I read somewhere*) that there’s some q
part inside the wp_query object, that identifies search engine visitors and shows the keywords they searched for.
I’m currently developing local, so i can’t access/see $GLOBALS['wp_query']->q;
.
Could someone varify if this exists and/or has some alternate solution for retrieving:
- the search engine name
- the search string searched inside the engine?

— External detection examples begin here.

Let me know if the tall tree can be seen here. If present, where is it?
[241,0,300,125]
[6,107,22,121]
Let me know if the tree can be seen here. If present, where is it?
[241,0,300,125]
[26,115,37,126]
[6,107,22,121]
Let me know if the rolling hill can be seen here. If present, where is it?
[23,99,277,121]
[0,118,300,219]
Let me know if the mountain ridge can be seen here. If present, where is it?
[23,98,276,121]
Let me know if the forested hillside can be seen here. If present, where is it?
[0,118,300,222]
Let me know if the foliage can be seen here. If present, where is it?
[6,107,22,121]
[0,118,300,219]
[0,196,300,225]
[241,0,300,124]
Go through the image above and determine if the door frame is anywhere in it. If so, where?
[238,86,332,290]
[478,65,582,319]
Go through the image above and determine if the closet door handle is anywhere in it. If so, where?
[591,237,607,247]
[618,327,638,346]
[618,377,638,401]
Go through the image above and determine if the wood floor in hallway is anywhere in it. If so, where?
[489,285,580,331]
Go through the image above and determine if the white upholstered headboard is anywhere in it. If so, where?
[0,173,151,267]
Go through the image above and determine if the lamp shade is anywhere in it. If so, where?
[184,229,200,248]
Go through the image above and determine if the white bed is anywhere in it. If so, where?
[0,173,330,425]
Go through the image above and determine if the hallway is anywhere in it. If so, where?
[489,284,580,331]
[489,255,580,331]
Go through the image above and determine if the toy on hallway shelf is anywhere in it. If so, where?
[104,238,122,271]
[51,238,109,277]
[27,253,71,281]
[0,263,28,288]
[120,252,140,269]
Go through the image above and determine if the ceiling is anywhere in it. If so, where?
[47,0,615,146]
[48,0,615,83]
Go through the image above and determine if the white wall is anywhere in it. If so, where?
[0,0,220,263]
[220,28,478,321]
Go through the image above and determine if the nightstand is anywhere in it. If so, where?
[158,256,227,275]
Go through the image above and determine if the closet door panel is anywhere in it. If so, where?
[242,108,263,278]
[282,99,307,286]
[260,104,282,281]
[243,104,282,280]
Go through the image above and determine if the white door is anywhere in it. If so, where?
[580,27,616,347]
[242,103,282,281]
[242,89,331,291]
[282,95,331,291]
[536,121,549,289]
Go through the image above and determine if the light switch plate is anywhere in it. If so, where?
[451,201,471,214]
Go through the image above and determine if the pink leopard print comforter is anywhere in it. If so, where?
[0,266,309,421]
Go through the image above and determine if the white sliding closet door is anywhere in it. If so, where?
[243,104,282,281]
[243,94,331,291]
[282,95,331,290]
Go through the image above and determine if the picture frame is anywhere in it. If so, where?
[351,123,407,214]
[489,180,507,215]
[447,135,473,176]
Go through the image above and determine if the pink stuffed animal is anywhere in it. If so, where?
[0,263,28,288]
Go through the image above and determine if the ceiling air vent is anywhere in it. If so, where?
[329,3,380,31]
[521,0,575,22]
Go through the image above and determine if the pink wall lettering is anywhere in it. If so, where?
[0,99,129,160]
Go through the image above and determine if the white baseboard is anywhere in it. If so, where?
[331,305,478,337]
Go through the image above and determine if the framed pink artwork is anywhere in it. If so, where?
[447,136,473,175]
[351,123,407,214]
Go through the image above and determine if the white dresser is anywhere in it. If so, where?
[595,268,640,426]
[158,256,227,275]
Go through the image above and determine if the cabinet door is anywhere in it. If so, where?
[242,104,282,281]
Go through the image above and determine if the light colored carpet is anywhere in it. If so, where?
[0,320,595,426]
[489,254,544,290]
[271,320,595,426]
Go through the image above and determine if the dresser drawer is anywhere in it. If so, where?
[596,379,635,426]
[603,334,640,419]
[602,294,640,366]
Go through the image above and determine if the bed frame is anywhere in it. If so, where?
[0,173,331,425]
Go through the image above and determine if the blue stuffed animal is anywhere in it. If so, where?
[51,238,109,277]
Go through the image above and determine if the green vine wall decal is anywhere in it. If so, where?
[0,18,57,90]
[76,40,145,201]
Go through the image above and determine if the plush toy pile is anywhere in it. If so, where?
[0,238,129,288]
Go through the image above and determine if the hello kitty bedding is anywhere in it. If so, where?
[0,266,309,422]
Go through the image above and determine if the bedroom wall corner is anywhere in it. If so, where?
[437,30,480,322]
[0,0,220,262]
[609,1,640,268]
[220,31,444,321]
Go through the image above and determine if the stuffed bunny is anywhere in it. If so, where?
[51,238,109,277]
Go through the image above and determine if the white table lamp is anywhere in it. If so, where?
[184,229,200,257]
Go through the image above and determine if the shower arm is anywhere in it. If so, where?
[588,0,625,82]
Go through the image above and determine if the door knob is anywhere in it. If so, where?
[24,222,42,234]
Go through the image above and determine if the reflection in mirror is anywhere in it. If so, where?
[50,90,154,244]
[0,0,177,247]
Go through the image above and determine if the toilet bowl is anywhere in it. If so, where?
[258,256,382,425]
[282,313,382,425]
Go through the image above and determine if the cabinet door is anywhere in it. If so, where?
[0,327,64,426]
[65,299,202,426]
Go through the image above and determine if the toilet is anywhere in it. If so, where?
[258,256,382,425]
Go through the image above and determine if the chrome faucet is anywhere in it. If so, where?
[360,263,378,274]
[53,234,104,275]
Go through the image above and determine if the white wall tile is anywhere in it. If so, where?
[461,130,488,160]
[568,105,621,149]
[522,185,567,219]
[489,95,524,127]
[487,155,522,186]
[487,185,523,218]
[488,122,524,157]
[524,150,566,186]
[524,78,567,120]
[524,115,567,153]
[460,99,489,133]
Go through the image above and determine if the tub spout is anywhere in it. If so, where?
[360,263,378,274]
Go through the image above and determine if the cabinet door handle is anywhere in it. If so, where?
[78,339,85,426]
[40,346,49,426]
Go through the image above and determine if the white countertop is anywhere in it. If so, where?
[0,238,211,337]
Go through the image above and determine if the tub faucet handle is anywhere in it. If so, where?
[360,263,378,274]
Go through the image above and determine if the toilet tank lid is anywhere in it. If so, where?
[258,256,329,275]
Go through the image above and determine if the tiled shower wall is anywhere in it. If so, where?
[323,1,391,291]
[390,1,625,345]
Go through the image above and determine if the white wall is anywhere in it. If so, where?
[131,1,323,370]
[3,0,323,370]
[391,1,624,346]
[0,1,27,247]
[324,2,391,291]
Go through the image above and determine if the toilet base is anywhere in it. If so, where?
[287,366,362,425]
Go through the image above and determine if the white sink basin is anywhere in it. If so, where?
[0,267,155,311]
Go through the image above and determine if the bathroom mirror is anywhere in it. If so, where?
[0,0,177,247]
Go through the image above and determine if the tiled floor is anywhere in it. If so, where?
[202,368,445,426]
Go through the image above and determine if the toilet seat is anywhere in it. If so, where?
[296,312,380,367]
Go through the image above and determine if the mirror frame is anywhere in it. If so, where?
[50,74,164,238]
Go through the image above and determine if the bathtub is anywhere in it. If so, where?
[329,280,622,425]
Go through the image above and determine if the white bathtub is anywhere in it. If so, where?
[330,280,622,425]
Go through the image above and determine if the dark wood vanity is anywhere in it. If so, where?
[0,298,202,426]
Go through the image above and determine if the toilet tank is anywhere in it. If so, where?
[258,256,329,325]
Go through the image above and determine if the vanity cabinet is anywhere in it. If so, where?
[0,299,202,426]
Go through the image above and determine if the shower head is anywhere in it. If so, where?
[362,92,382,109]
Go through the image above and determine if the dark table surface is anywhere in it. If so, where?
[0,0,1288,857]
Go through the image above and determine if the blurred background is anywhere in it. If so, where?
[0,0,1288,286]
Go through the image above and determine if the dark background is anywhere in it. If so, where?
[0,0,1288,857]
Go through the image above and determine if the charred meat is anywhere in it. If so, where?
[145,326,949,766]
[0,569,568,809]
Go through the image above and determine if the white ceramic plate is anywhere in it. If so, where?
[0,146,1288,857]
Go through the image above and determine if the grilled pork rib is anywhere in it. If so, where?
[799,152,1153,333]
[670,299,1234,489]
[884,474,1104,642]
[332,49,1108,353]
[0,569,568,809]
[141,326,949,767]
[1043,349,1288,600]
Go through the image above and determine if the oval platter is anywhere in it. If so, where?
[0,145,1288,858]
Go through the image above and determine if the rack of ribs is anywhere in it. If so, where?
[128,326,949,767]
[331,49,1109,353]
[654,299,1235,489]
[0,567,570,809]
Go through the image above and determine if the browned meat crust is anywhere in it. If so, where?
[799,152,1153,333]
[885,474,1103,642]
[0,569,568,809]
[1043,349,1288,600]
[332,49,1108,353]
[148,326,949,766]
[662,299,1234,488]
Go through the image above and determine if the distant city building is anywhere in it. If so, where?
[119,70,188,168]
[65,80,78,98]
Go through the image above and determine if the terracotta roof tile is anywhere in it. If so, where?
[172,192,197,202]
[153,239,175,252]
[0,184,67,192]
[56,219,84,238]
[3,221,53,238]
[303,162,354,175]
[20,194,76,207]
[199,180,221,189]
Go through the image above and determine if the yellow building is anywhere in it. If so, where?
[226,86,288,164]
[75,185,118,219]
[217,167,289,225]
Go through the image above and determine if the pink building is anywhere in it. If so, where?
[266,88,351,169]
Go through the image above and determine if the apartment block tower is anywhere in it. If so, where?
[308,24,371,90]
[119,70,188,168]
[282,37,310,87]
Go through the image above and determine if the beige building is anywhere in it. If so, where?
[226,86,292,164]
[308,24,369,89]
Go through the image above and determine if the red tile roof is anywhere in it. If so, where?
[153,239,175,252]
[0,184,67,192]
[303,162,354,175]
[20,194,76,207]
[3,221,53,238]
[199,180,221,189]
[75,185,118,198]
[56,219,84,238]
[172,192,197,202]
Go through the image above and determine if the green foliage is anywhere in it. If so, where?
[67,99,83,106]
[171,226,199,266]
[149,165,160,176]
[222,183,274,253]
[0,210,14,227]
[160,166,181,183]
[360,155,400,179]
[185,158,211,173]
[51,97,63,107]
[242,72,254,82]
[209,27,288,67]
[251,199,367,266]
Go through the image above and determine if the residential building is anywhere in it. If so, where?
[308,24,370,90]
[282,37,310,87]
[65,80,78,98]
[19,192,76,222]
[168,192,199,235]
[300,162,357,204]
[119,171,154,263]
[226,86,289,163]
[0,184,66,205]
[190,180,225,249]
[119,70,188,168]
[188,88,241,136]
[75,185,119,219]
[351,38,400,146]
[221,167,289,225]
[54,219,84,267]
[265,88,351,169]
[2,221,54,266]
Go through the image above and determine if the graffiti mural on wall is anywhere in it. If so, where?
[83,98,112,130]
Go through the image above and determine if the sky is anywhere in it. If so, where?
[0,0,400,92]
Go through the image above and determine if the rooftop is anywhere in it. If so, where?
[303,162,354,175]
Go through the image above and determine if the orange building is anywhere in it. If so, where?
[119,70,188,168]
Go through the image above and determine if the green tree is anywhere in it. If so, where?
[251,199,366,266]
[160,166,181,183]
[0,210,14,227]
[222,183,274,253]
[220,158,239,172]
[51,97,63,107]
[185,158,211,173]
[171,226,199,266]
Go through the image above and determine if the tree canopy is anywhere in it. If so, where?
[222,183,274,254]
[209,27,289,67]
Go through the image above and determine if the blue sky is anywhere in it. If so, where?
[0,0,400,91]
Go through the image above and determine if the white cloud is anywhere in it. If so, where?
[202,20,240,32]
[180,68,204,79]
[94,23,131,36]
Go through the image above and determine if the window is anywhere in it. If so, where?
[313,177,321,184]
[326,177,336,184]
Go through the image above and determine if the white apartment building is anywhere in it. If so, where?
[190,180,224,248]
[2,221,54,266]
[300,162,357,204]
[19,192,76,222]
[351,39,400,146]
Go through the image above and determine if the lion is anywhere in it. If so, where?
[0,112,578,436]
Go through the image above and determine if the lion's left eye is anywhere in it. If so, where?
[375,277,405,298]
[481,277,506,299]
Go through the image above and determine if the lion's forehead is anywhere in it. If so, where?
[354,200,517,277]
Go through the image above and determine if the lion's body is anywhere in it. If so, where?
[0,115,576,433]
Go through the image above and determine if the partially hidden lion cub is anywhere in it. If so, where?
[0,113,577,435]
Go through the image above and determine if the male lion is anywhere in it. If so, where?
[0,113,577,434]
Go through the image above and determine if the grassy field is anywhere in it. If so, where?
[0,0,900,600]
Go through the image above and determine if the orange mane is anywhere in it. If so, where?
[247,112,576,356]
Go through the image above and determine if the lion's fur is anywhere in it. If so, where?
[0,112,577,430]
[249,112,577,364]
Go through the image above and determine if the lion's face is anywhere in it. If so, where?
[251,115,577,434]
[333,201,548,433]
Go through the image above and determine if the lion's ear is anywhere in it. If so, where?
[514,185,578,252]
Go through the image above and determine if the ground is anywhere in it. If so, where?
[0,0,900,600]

*) Can’t remember where, but it had something to do with “better search results page” & “hightlighting search terms”.
— EDIT —
This is what i got so far:
// declare the server itself as invalid to only catch search engine results
$http_referer = explode( "/", $_SERVER['HTTP_REFERER'] );
$http_referer = $http_referer[2];
$home_url = explode( "/", home_url() );
$home_url = $home_url[2];
// Coming from a search engine: modify to a search string
if ( isset( $_SERVER['HTTP_REFERER'] ) && $home_url !== $http_referer )
{
// remove previous "s" search query args
remove_query_arg( 's' );
$string = parse_url( $_SERVER['HTTP_REFERER'] );
$query = $string['query'];
$query = explode( "&", $query );
foreach ( $query as $q )
{
$q = urldecode( $q );
$arr = explode( "=", $q );
if ( (string) 'q' === $arr[0] )
$search_string = $arr[1];
}
// build a new "s" search query arg: if isset, from the string entered in the search engines input form
// in theory that should allow treating it like a normal search result
// the draw back is, that a search engine visitor would never get directly to a post or page
if ( isset( $search_string ) )
add_query_arg( array( 's' => $search_string ) );
}
Aside from the drawback that no search engine visitor would come to a result directly, i wouldn’t catch all search engines that way. Google & Altavista got a q=searchstring
query argument. Yahoo for eg. uses p=
…
I just ran a test on my hosted dev site. I ran the following:
There was no ‘wp_query’, ‘[q]’, or ‘search’ variables to be found. Note that I was not able to search this through a search engine as it’s not web accessible.
Just to give you a little more, here is the whole object I get: http://pastebin.com/qV2QSHYf.
I’ve never heard this of wp_query, but could you look at
$_SERVER['HTTP_REFERER']
to get this? I’ve never tried personally.